As used herein, the term "Cas protein" refers to a nuclease. One preferred Cas protein is Cas9 protein. Typical Cas9 proteins include (but are not limited to): cas9 from staphylococcus (Staphylococcus aureus). In the present application, the Cas9 protein may also be replaced by a Cpf1 nuclease, the source of the Cpf1 nuclease being selected from the group consisting of: amino acid coccus (Acidomicrocos), trichosporon (Lachnospiraceae), amino acid coccus mutants, and Trichosporon mutants.
Cytosine deaminase apodec 3A
Apodec 3A is a cytosine deaminase of human origin.
The apodec 3A enzyme has Cytosine deaminase activity and is capable of deaminating Cytosine (C) to Uracil (U).
There are amino acid residues which are highly conserved among a number of species, in particular at position 128, which corresponds to the sequence shown in SEQ ID NO. 1 of the present invention.
Accordingly, the term apodec 3A refers to a protein comprising the amino acid sequence of an apodec 3A enzyme that has not been mutated according to the invention in the amino acid sequence.
In one embodiment of the invention, the wild-type apodec 3A enzyme has the amino acid sequence shown in SEQ ID No. 1.
MEASPASGPRHLMDPHIFTSNFNNGIGRHKTYLCYEVERLDNGTSVKMDQHRGFLHNQAKNLLCGFYGRHAELRFLDLVPSLQLDPAQIYRVTWFISWSPCFSWGCAGEVRAFLQENTHVRLRIFAARIYYYDPLYKEALQMLRDAGAQVSIMTYDEFKHCWDTFVDHQGCPFQPWDGLDEHSQALSGRLRAILQNQGNSGSE(SEQ ID NO:1)
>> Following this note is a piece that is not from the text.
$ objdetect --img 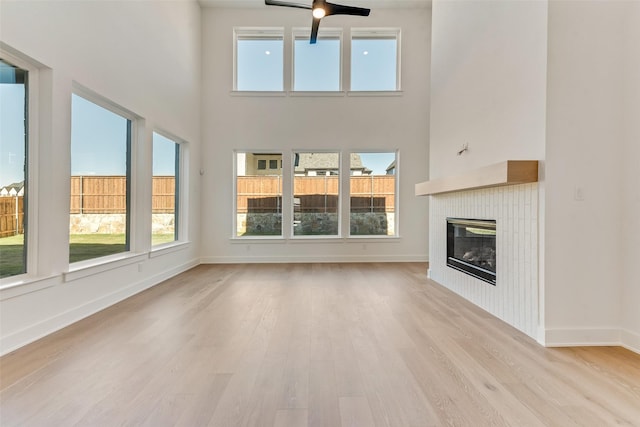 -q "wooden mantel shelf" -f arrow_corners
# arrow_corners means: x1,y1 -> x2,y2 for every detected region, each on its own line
416,160 -> 538,196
In a preferred embodiment, the APOBEC3A (R128A) enzyme has the amino acid sequence shown in SEQ ID NO. 2.
MEASPASGPRHLMDPHIFTSNFNNGIGRHKTYLCYEVERLDNGTSVKMDQHRGFLHNQAKNLLCGFYGRHAELRFLDLVPSLQLDPAQIYRVTWFISWSPCFSWGCAGEVRAFLQENTHVRLRIFAAAIYYYDPLYKEALQMLRDAGAQVSIMTYDEFKHCWDTFVDHQGCPFQPWDGLDEHSQALSGRLRAILQNQGNSGSE(SEQ ID NO:2)
In a preferred embodiment, the APOBEC3A (Y130F) enzyme has the amino acid sequence shown in SEQ ID NO. 3.
MEASPASGPRHLMDPHIFTSNFNNGIGRHKTYLCYEVERLDNGTSVKMDQHRGFLHNQAKNLLCGFYGRHAELRFLDLVPSLQLDPAQIYRVTWFISWSPCFSWGCAGEVRAFLQENTHVRLRIFAARIFYYDPLYKEALQMLRDAGAQVSIMTYDEFKHCWDTFVDHQGCPFQPWDGLDEHSQALSGRLRAILQNQGNSGSE(SEQ ID NO:3)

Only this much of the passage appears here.